Voilà qu’un défenseur des droits de l’homme est intronisé empereur voyageur de Carthage et qui nous enfante pour seule réalisation en 3 années de règne un macabre livre noir, que d’anciens opprimés affichant la piété et l’intégrité sont propulsés Régents d’une république bananière et qui se muent en véritables prédateurs prêts à tout pour s’accrocher au pouvoir, que des apprentis politiciens arborant un militantisme douteux se pavanent dans le mythique palais du Bardo , profitent pleinement de l’argent du contribuable et qui n’arrivent pas à pondre une constitution depuis plus de deux ans et qu’une opposition aboyant son monopole d’amour pour le peuple se couvre de ridicule en affichant ses divisions, ses égoïsmes et son incapacité à présenter des alternatives.

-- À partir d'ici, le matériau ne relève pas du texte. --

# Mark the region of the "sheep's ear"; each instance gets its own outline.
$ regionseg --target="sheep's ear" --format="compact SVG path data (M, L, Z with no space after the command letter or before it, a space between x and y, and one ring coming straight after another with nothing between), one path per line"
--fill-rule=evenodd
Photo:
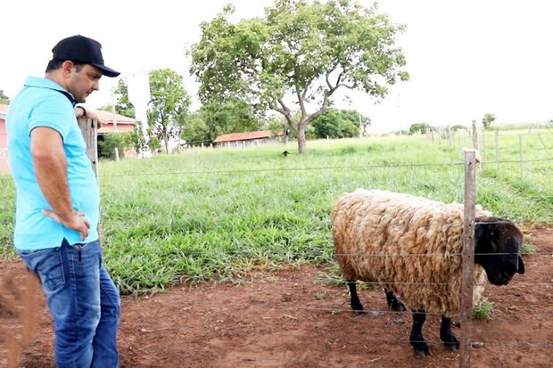
M484 222L475 222L475 240L478 241L478 239L486 235L486 233L488 232L488 225L489 224Z
M524 263L523 262L523 258L520 257L520 255L518 256L518 270L516 270L516 273L524 274Z

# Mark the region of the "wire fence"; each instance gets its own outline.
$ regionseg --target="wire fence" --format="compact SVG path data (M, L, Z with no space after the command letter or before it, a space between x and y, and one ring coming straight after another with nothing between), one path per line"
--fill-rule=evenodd
M545 143L542 143L545 146ZM547 147L546 147L547 148ZM94 153L93 153L94 154ZM95 153L97 157L97 152ZM496 157L499 157L498 155L496 155ZM97 160L97 159L96 159ZM523 161L522 157L520 160L505 160L505 161L499 161L496 160L495 162L491 162L491 163L485 163L485 164L489 164L489 165L499 165L499 164L508 164L508 163L516 163L516 164L520 164L522 162L524 163L531 163L531 162L549 162L553 160L553 159L549 158L549 159L524 159ZM93 159L93 162L95 162L95 160ZM466 163L444 163L444 164L397 164L397 165L367 165L367 166L355 166L355 167L350 167L350 168L344 168L343 166L340 167L335 167L335 166L329 166L329 167L318 167L318 168L285 168L284 170L287 170L287 171L306 171L306 170L334 170L334 169L344 169L344 168L424 168L424 167L439 167L439 166L466 166ZM240 170L239 172L243 172L243 173L249 173L249 172L273 172L273 171L278 171L278 172L282 172L283 169L282 168L278 168L278 169L263 169L263 170ZM121 175L99 175L99 177L117 177L117 176L160 176L161 175L163 176L170 176L170 175L174 175L174 176L186 176L186 175L201 175L201 174L215 174L215 173L236 173L235 170L233 171L227 171L227 170L220 170L220 171L185 171L185 172L167 172L167 173L136 173L136 174L121 174ZM521 171L522 172L522 171ZM473 189L475 190L475 189ZM429 221L427 224L425 224L426 226L434 226L434 225L441 225L442 222L439 221ZM545 223L544 223L545 224ZM463 226L465 225L466 225L466 222L456 222L455 224L448 224L449 225L455 225L455 226ZM403 228L405 228L406 226L409 226L409 224L391 224L389 226L386 227L387 231L391 231L391 232L394 232L397 230L401 230ZM380 226L375 226L375 227L378 227L379 231L384 231L384 228L380 227ZM474 247L474 244L473 244ZM336 253L334 254L334 258L339 258L339 257L355 257L355 258L462 258L464 253L460 251L461 249L458 249L456 251L452 251L450 253L436 253L436 254L428 254L428 253L392 253L392 254L382 254L382 253ZM234 253L234 254L246 254L247 250L230 250L230 253ZM202 250L197 250L197 251L186 251L183 252L183 256L194 256L194 255L198 255L202 253ZM257 254L257 252L254 252ZM495 254L491 254L491 253L482 253L481 255L483 256L494 256L494 257L499 257L499 256L508 256L508 255L512 255L512 253L495 253ZM541 251L537 251L534 252L531 255L531 257L542 257L546 259L553 259L553 253L551 252L541 252ZM7 267L4 267L4 270L16 270L18 269L17 266L8 266ZM472 274L472 273L471 273ZM298 282L297 280L281 280L281 282L284 283L290 283L290 291L293 292L294 290L297 290L297 287L296 284ZM365 282L367 285L373 286L373 287L383 287L383 286L386 286L386 285L409 285L409 286L421 286L421 287L429 287L429 286L444 286L444 285L448 285L448 286L451 286L454 285L456 283L450 283L450 282L398 282L392 280L390 281L381 281L378 282ZM553 286L553 282L549 281L546 281L546 280L536 280L535 282L523 282L523 283L517 283L520 286L527 286L529 288L540 288L540 287L543 287L543 288L550 288L551 286ZM482 284L475 284L473 286L483 286ZM36 286L32 286L32 282L27 283L27 287L28 287L28 290L27 293L25 294L26 296L25 300L28 300L29 297L28 297L29 293L36 293L37 292L37 288ZM472 295L472 293L471 293ZM471 298L472 300L472 298ZM13 307L13 304L10 304L10 299L6 298L3 298L2 296L0 296L0 306L2 306L3 307L5 307L6 310L11 311L10 313L13 313L13 314L19 314L20 312L18 311L18 308ZM201 300L196 300L194 301L194 307L202 307L202 308L209 308L212 307L211 303L209 302L202 302ZM322 314L335 314L335 313L351 313L351 309L350 308L344 308L342 307L287 307L285 305L283 304L278 304L278 303L237 303L235 305L234 305L235 307L236 308L252 308L253 309L253 313L256 314L260 314L262 313L263 310L266 309L276 309L276 310L280 310L280 311L285 311L285 312L314 312L314 313L322 313ZM33 304L29 304L26 303L25 304L25 309L23 310L23 312L21 314L21 323L23 325L23 333L25 336L27 336L26 338L24 338L22 345L28 344L29 343L29 333L31 333L32 331L29 331L28 330L32 328L36 328L36 325L33 324L33 317L32 315L34 313L36 313L36 310L34 309L35 307L33 307ZM379 317L382 315L399 315L400 314L404 314L405 312L395 312L395 311L390 311L390 310L384 310L384 309L373 309L373 310L367 310L366 311L367 313L367 315L369 316L374 316L374 317ZM458 314L460 314L461 311L454 311ZM439 315L440 314L433 314L433 313L429 313L429 315ZM515 314L516 315L516 314ZM529 315L528 314L525 314L526 315ZM540 316L540 317L550 317L550 314L549 313L544 313L544 314L541 314L541 313L537 313L537 314L533 314L532 315L534 316ZM29 322L30 321L30 322ZM2 329L2 327L0 326L0 329ZM12 343L11 345L8 346L8 356L9 356L9 362L8 362L8 366L12 367L12 366L17 366L14 364L17 364L17 362L19 361L19 354L21 353L21 347L19 347L17 344L13 344L13 341L15 340L15 338L13 336L13 334L12 332L10 332L9 331L6 331L6 330L3 330L0 331L0 332L3 332L4 335L8 336L8 340L11 340ZM198 333L202 333L202 331L199 330L196 332ZM228 333L228 331L227 331ZM12 333L12 334L11 334ZM277 333L277 332L276 332ZM321 340L323 341L326 341L328 340L331 337L327 336L327 335L323 335L323 334L315 334L315 335L310 335L309 336L310 339L321 339ZM343 339L343 338L341 338ZM470 350L470 347L472 346L472 344L475 343L475 341L471 341L470 340L470 336L468 336L468 340L469 343L466 346L463 347L464 348L466 348L467 351ZM409 343L409 339L363 339L362 342L360 342L359 340L359 339L354 339L351 338L351 341L349 341L350 343L355 343L355 344L361 344L361 343L378 343L378 344L406 344ZM438 345L441 343L441 341L433 341L433 340L427 340L427 342L430 342L432 344L435 344ZM482 341L477 341L477 342L482 342ZM514 343L505 343L505 342L498 342L498 341L484 341L484 343L486 345L490 345L490 346L496 346L496 347L500 347L500 348L517 348L517 349L524 349L524 348L547 348L547 349L550 349L553 348L553 343L551 343L551 341L543 341L543 343L522 343L520 341L516 341ZM265 358L264 358L265 359ZM276 358L275 361L278 362L278 361L283 361L282 359L278 359ZM460 362L459 365L460 366L469 366L466 365L467 362ZM468 362L469 364L469 362Z

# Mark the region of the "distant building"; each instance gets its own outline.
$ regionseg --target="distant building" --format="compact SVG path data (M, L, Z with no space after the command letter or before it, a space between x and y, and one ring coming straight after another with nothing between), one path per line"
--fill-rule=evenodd
M285 136L284 131L274 135L268 130L258 132L231 133L218 136L213 144L215 147L252 147L260 144L279 143Z

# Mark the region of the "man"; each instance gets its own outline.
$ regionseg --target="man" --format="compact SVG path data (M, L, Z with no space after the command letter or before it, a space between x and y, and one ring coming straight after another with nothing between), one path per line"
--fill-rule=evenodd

Mais tout le monde sait que, dans ce petit pays moderne et cultivé, les apparences sont souvent trompeuses, que la piété ne rime pas avec honnêteté, que le militantisme n’est pas synonyme de patriotisme, que la seule valeur qui vaille est l’hypocrisie et que la seule devise commune à toute la caste politique est « Halal alaya , Haram alik ».
N’en déplaisent aux nouveaux régents, aux affamés de pouvoir, aux falsificateurs, aux blanchisseurs, aux rêveurs innocents et naïfs, aux manipulés stupides et aux suiveurs imbéciles, le spectacle de cette comédie révolutionnaire est désastreux et d’une piètre qualité. La situation en Tunisie, quoi qu’on ait dit et prétendu, n’était pas aussi catastrophique et même s’il y avait du chemin à faire en matière de liberté, un travail mieux élaboré en matière de développement régional et des efforts à consentir pour un partage équitable des richesses, il y avait des cerveaux qui pensaient notre Tunisie, qui dessinaient son progrès économique et social et qui œuvraient pour consolider ses acquis de modernité, de progrès , d’éducation et de santé.
Les lauriers ne fleurissent jamais l’hiver et la conspiration n’est qu’une tromperie pour redistribuer les cartes, récompenser les vainqueurs respectueux des règles pour ce jeu truqué et accabler les vaincus récalcitrants aux ordres et à la stratégie prédéfinie. Eh oui le réveil est douloureux, la vérité est amère et les tunisiens découvrent médusés que le printemps ne vient jamais en Janvier et que l’emballage achalandé ne vaut en rien le contenu proposé et vanté. La brise de dignité, de travail, de justice et de prospérité qui devait souffler sur le « Printemps » tunisien s’ est transformé en typhon dévastateur , violent et emmenant dans son sillage ses épidémie d’inculture, d’ignorance , de médiocrité , de terrorisme et de séparatisme.